Il va entendre le second :
Mt 2, 13 "Joseph, lève-toi, prends l’enfant et sa mère, et fuis en Égypte, car Hérode va rechercher l’enfant pour le faire périr. Joseph prit l’enfant et sa mère, et il se retira en Égypte."
Il entendra le troisième :
Mt 2, 19 "Joseph, lève-toi, prends l’enfant et sa mère, et reviens au pays d’Israël, car ils sont morts, ceux qui en voulaient à la vie de l’enfant. Joseph se leva, prit l’enfant et sa mère, et rentra au pays d’Israël..."

Cela vaut la peine de regarder Joseph, le croyant silencieux qui, dans la foi peut-être obscure, obéit sans tarder aux appels les plus fous de son Dieu !

Les bergers : ils sont là, mais jamais sans les mages ! Et cela, pour placer tout près de Jésus les plus pauvres des Juifs avec les plus riches des païens. Tous les rejetés de la synagogue, les premiers parce qu’ils travaillent le sacro-saint jour du sabbat - il faut bien garder et nourrir les troupeaux -, les autres parce qu’ils sont étrangers.

Cela vaut la peine de regarder les bergers et les mages, et pas les uns sans les autres. Parce qu’en les regardant, nous avons de quoi comprendre qu’il y a place pour chacun, chacune de nous tout près de Jésus ; aux premières places, quelles que soient nos pauvretés ou nos richesses, nos ignorances ou nos connaissances. Encore nous nous croirions les plus indignes devant Lui, ou les plus loin de Lui !

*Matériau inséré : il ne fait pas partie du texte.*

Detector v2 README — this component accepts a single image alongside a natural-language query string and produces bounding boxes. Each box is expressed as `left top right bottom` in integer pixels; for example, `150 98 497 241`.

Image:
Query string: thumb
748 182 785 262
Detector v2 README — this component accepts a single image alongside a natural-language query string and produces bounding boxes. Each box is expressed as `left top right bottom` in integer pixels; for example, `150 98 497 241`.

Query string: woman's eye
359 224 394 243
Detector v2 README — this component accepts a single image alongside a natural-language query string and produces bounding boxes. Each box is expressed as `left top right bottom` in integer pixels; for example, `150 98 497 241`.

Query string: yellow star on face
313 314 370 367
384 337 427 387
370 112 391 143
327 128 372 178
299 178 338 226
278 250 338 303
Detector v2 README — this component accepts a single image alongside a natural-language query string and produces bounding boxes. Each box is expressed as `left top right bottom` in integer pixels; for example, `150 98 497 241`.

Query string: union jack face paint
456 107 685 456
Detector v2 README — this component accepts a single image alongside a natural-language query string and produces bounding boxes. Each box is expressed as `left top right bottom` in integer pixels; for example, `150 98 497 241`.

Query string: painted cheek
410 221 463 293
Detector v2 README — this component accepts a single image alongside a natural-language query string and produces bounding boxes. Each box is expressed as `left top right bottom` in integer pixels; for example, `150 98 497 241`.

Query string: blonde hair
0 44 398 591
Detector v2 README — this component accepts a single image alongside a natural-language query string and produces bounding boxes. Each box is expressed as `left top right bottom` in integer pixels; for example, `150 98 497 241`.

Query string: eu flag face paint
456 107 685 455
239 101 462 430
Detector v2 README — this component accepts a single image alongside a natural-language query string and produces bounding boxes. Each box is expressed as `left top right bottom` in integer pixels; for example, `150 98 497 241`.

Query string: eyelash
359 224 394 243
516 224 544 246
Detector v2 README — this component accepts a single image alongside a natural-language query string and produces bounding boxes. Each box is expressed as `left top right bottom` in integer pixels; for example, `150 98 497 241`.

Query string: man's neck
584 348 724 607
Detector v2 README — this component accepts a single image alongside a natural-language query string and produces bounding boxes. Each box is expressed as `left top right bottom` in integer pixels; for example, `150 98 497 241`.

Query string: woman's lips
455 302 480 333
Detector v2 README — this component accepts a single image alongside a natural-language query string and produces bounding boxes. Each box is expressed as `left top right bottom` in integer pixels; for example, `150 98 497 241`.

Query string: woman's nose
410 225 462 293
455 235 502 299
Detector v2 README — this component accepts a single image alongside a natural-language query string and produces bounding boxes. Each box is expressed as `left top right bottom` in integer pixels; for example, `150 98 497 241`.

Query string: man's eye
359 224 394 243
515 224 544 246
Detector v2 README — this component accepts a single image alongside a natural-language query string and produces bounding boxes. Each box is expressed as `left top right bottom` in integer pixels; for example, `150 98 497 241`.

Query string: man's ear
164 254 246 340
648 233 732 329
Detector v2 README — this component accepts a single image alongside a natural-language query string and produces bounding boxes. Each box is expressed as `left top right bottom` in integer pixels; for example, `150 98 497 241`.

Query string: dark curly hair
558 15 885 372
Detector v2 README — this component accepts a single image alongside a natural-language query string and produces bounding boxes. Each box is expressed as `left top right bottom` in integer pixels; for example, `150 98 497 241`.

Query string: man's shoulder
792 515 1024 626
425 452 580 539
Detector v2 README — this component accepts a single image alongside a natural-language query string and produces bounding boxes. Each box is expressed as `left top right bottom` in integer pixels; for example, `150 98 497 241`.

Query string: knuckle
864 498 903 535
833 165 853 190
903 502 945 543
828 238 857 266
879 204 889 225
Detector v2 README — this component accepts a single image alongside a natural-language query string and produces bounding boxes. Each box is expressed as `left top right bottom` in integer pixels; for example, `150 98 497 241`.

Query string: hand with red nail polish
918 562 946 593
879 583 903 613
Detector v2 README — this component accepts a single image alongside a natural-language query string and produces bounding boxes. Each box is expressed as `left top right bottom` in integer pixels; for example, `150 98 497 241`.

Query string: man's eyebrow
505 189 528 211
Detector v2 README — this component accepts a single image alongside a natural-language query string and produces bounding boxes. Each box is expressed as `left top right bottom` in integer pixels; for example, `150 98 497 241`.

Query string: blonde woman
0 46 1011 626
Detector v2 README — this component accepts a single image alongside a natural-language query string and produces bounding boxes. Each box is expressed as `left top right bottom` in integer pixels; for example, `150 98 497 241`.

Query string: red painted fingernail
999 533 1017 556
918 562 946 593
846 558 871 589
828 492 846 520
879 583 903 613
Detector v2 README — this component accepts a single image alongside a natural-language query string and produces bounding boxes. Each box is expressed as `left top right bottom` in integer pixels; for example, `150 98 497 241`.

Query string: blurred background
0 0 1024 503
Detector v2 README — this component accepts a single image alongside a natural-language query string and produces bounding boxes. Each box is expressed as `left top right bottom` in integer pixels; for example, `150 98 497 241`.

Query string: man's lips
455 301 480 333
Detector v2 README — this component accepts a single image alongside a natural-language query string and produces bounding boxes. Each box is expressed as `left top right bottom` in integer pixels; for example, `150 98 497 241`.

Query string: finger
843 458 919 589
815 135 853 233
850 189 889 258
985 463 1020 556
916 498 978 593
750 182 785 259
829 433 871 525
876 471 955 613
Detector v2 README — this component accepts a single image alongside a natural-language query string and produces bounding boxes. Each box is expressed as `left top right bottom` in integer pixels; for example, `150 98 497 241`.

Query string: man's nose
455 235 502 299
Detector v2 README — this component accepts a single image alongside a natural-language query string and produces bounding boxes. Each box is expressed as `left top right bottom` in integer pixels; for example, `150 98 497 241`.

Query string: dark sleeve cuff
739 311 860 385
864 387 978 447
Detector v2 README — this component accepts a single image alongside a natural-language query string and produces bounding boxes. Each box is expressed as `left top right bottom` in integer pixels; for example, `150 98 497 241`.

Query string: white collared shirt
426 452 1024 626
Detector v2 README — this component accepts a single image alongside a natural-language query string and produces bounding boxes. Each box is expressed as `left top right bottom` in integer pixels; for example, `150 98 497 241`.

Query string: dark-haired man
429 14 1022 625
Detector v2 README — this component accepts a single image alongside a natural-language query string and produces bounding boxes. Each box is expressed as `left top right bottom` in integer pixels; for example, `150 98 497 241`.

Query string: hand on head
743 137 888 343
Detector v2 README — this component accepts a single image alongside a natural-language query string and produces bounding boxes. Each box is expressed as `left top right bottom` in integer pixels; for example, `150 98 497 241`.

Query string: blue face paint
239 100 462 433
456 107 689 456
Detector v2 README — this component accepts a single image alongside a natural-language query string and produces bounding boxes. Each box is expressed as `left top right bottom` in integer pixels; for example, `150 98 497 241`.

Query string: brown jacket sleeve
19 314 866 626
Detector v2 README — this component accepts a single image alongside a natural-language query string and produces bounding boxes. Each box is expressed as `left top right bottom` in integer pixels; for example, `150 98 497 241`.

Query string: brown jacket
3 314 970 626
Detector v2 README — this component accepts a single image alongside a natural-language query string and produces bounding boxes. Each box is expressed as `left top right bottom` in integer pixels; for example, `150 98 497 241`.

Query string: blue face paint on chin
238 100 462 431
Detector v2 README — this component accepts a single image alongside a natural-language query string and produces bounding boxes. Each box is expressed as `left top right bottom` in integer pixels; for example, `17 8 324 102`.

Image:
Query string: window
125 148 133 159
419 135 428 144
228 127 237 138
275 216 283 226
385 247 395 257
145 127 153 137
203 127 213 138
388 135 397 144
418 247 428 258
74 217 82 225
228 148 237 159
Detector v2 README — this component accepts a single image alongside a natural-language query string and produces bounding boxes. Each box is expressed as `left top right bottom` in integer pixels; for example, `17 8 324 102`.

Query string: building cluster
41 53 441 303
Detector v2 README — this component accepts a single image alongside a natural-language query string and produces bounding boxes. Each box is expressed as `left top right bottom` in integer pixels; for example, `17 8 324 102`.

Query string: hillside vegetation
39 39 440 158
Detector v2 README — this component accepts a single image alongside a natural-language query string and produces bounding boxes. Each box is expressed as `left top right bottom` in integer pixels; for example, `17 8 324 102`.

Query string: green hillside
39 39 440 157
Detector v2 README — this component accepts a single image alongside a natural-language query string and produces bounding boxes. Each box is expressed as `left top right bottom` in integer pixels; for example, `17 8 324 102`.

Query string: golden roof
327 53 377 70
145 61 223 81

Et il y a l’enfant, et là, l’icône devient provocatrice. Car il n’est pas dans un berceau douillet, ni sur la paille dorée des crèches flamandes. Il n’est pas tout nu, ou à peine voilé de soie légère. Il naît sur fond noir de sépulcre dans un sarcophage de pierres froides. Prisonnier de ces bandelettes blanches dont on se sert en Palestine juive pour ensevelir les morts. Il surgit dans les ténèbres du monde. Il vient, en les faisant siennes, nous libérer de toutes les bandelettes qui nous ficellent dans nos vies mal-vivantes, ficelles de nos tristesses et de notre oubli des autres, ficelles qui ferment nos mains, nos cœurs et nos portes, ficelles de nos richesses non partagées et de nos engagements mal vécus. Il nous aime trop pour nous supporter ficelés !

Cela vaut la peine de bien le contempler : il ne triche pas avec notre condition d’homme, il ne s’évite pas magiquement toutes les épreuves de nos vies, l’affrontement de la solitude et de l’abandon, de la peur de souffrir et de mourir, il va nous montrer à quel point, avec un vrai corps d’homme, un vrai esprit d’homme, un vrai cœur d’homme, on peut vraiment vivre libéré de toutes ces ficelles, lorsqu’on se laisse remplir de l’Esprit de Dieu ! Sur l’icône de la Résurrection, on retrouvera le même sarcophage froid, mais vide ! Les mêmes bandelettes blanches, mais vides aussi, roulées ou soigneusement pliées ; près du Ressuscité, bel et bien debout à jamais, vivant pour toujours.

Au-dessus de l’icône, de cette fenêtre de ciel qui nous regarde, nous espère et nous appelle à renaître, on voit le ciel s’ouvrir. Un rayon de lumière traverse le ciel d’or. Il vient du Père que l’Orient s’interdit de représenter. Il vient toucher l’enfant.

Cela vaut aussi la peine de bien le regarder : le rayon de lumière vient toucher l’Unique, le Fils que Dieu nous donne pour nous réapprendre à devenir enfin des hommes et des femmes dignes de ce nom !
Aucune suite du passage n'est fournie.